In Reality, Everyone Knows There is Morality
The purpose of this article is not to refute atheism but rather to just highlight the foundational aspect of the first verse of the Bible. But it is worth noting that the very fact that there really is an almost universally shared morality is one of the evidences of the existence of God.
Everyone (except those with serious mental dysfunction) knows that it is wrong to kill someone, and thus even those who do so accidentally or in self-defence are often traumatised by the experience. Everyone knows that it is wrong to steal, and so those who do so generally try to avoid getting caught. People do what is wrong all the time, but they try to avoid it being known even if there are no particularly threatening consequences. And although there are some differences in moral standards, most of them are pretty much universal.
Where did this universal acceptance of the existence of morality, and mostly universal acceptance of many standards, come from?

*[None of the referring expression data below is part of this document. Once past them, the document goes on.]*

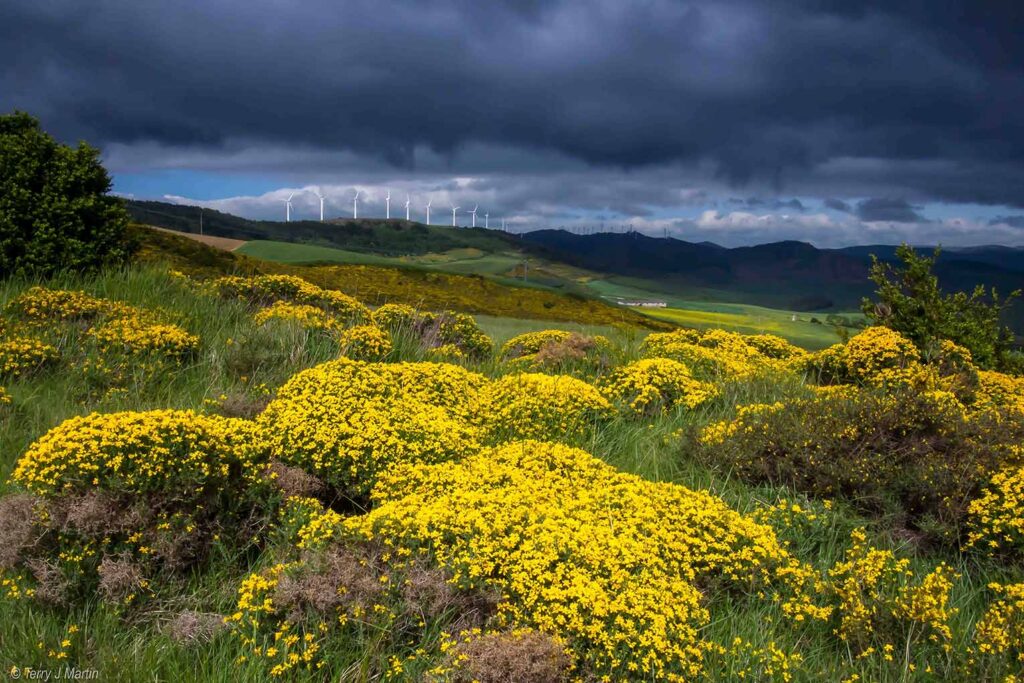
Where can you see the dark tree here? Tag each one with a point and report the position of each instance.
(910, 301)
(55, 210)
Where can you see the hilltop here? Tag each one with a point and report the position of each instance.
(788, 275)
(378, 285)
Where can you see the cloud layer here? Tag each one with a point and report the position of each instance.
(883, 109)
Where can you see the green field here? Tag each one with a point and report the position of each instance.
(744, 318)
(683, 310)
(287, 252)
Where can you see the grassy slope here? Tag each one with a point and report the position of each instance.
(134, 648)
(743, 318)
(423, 288)
(696, 313)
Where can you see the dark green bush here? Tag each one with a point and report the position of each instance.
(55, 211)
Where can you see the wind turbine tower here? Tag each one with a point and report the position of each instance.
(321, 197)
(288, 208)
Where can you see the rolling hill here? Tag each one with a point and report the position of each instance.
(785, 275)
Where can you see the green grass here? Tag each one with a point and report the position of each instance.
(793, 326)
(286, 252)
(236, 356)
(796, 327)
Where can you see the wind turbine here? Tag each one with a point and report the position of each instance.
(288, 208)
(321, 197)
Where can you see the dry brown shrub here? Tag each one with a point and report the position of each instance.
(93, 513)
(427, 593)
(17, 527)
(574, 348)
(120, 577)
(294, 480)
(340, 577)
(51, 585)
(189, 627)
(243, 406)
(505, 657)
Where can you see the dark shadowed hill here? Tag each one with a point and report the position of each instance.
(783, 274)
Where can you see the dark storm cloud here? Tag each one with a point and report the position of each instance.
(762, 92)
(891, 209)
(1012, 221)
(774, 204)
(837, 205)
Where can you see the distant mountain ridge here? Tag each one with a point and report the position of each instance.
(782, 274)
(785, 274)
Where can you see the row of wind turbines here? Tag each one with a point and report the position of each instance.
(387, 203)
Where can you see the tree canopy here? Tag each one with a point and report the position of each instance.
(55, 209)
(911, 302)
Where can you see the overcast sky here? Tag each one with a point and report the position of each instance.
(836, 122)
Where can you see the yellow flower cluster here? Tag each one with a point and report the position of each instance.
(773, 346)
(448, 351)
(22, 356)
(718, 432)
(140, 453)
(309, 317)
(538, 406)
(717, 353)
(129, 335)
(872, 590)
(997, 516)
(45, 306)
(288, 647)
(607, 562)
(457, 329)
(346, 421)
(1000, 630)
(877, 356)
(116, 327)
(365, 342)
(655, 385)
(265, 290)
(1000, 390)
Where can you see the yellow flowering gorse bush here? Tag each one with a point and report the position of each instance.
(538, 406)
(310, 317)
(365, 342)
(346, 422)
(604, 560)
(137, 453)
(653, 385)
(22, 356)
(997, 516)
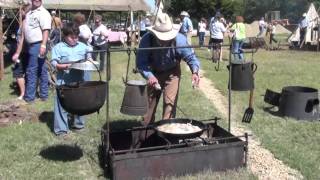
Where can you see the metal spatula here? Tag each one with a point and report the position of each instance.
(247, 116)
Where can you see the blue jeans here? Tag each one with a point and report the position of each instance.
(36, 69)
(201, 38)
(237, 49)
(61, 124)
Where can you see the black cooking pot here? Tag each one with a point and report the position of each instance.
(242, 76)
(295, 101)
(175, 136)
(82, 98)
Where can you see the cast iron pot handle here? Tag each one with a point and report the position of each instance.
(312, 104)
(272, 97)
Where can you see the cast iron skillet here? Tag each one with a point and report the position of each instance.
(200, 124)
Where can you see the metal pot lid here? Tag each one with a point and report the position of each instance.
(86, 66)
(137, 82)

Why do even those who deny the existence of God resort to moral arguments? You can’t listen to a politician or an activist (on any topic) for more than five minutes without hearing them try to claim the moral high ground.

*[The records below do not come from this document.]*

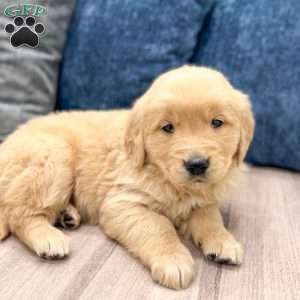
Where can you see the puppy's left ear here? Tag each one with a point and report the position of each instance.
(247, 125)
(134, 136)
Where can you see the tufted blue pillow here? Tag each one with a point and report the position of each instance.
(117, 47)
(257, 45)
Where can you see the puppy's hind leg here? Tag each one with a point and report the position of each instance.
(37, 193)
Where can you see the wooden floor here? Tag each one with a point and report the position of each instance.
(264, 215)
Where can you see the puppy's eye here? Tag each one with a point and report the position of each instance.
(216, 123)
(168, 128)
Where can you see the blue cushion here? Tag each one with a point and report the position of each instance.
(257, 45)
(116, 48)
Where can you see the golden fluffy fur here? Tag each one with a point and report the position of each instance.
(122, 171)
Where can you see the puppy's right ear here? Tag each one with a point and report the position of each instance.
(134, 136)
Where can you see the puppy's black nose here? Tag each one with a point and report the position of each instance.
(197, 165)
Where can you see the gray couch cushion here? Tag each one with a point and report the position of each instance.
(28, 76)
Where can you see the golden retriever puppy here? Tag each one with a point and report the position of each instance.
(143, 174)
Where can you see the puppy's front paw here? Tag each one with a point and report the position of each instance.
(173, 271)
(52, 245)
(222, 248)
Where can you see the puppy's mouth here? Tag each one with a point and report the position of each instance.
(199, 179)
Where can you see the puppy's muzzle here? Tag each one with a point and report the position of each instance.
(196, 165)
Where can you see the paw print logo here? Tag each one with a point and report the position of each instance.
(25, 31)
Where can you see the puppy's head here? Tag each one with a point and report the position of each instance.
(192, 125)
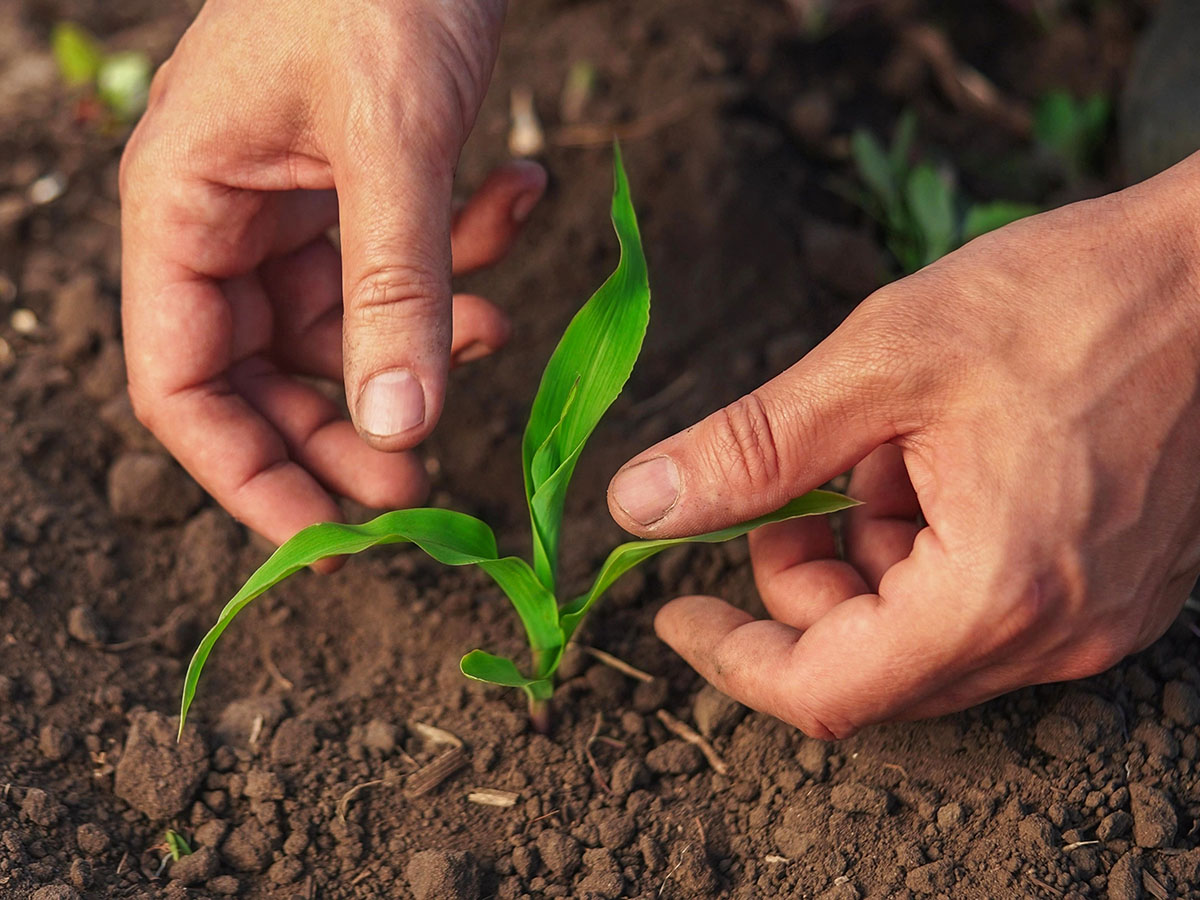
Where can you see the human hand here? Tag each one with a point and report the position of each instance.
(1033, 397)
(270, 124)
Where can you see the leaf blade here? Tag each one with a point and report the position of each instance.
(627, 556)
(449, 537)
(585, 375)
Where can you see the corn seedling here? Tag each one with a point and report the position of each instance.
(585, 376)
(118, 82)
(1072, 131)
(923, 214)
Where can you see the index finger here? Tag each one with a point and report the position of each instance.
(867, 660)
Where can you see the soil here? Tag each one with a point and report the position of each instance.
(305, 771)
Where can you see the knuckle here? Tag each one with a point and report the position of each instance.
(382, 288)
(744, 437)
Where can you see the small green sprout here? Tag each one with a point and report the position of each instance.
(175, 846)
(1072, 131)
(585, 376)
(923, 214)
(119, 82)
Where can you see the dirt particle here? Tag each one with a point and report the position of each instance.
(561, 852)
(263, 785)
(54, 743)
(1155, 822)
(814, 757)
(1125, 879)
(951, 817)
(1114, 826)
(930, 879)
(247, 717)
(91, 839)
(55, 892)
(1059, 736)
(41, 808)
(156, 774)
(294, 742)
(714, 713)
(149, 487)
(857, 797)
(601, 875)
(1181, 703)
(249, 847)
(225, 886)
(675, 757)
(443, 875)
(285, 871)
(196, 868)
(85, 627)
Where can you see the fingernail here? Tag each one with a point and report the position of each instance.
(648, 490)
(391, 403)
(523, 205)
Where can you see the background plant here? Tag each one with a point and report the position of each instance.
(923, 213)
(119, 82)
(585, 375)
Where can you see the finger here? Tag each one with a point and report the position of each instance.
(880, 533)
(851, 394)
(798, 574)
(865, 661)
(395, 235)
(319, 439)
(486, 226)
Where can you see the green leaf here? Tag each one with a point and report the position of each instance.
(627, 556)
(585, 376)
(123, 84)
(931, 203)
(985, 217)
(451, 538)
(77, 54)
(501, 670)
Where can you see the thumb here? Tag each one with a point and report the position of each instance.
(395, 229)
(805, 426)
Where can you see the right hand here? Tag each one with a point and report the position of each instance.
(270, 124)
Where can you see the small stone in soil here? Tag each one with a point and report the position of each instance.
(675, 757)
(714, 713)
(85, 627)
(55, 743)
(249, 849)
(91, 839)
(149, 487)
(1181, 703)
(1155, 822)
(156, 774)
(443, 875)
(601, 875)
(294, 742)
(196, 868)
(857, 797)
(561, 852)
(41, 808)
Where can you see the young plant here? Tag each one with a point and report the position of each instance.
(923, 214)
(1072, 131)
(118, 82)
(583, 377)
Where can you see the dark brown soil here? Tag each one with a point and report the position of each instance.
(297, 777)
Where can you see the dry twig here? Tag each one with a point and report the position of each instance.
(693, 737)
(618, 664)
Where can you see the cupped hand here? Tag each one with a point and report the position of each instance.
(269, 125)
(1024, 423)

It makes sense if ‘in the beginning God created….’ He made us moral beings, and placed at least a partial awareness of what true morality is within all of us. But if God did not create, from where comes this universal moral awareness? It’s not credible that it would have evolved — ‘survival of the fittest’ would have precluded morals and taught a very different morality.
This question, the moral imperative, is thus not only a way in which ‘the verse that divides’ makes a difference — it is also one way in which one side of the divide lacks any coherent explanation for what we see around us. The atheists among us may try to tell us what we should do, but they have no compelling reason for why we should, and no explanation for where the concept of ‘should’ even arose. Yet, there it is all around us, and the atheists use ‘should’ as much as anyone.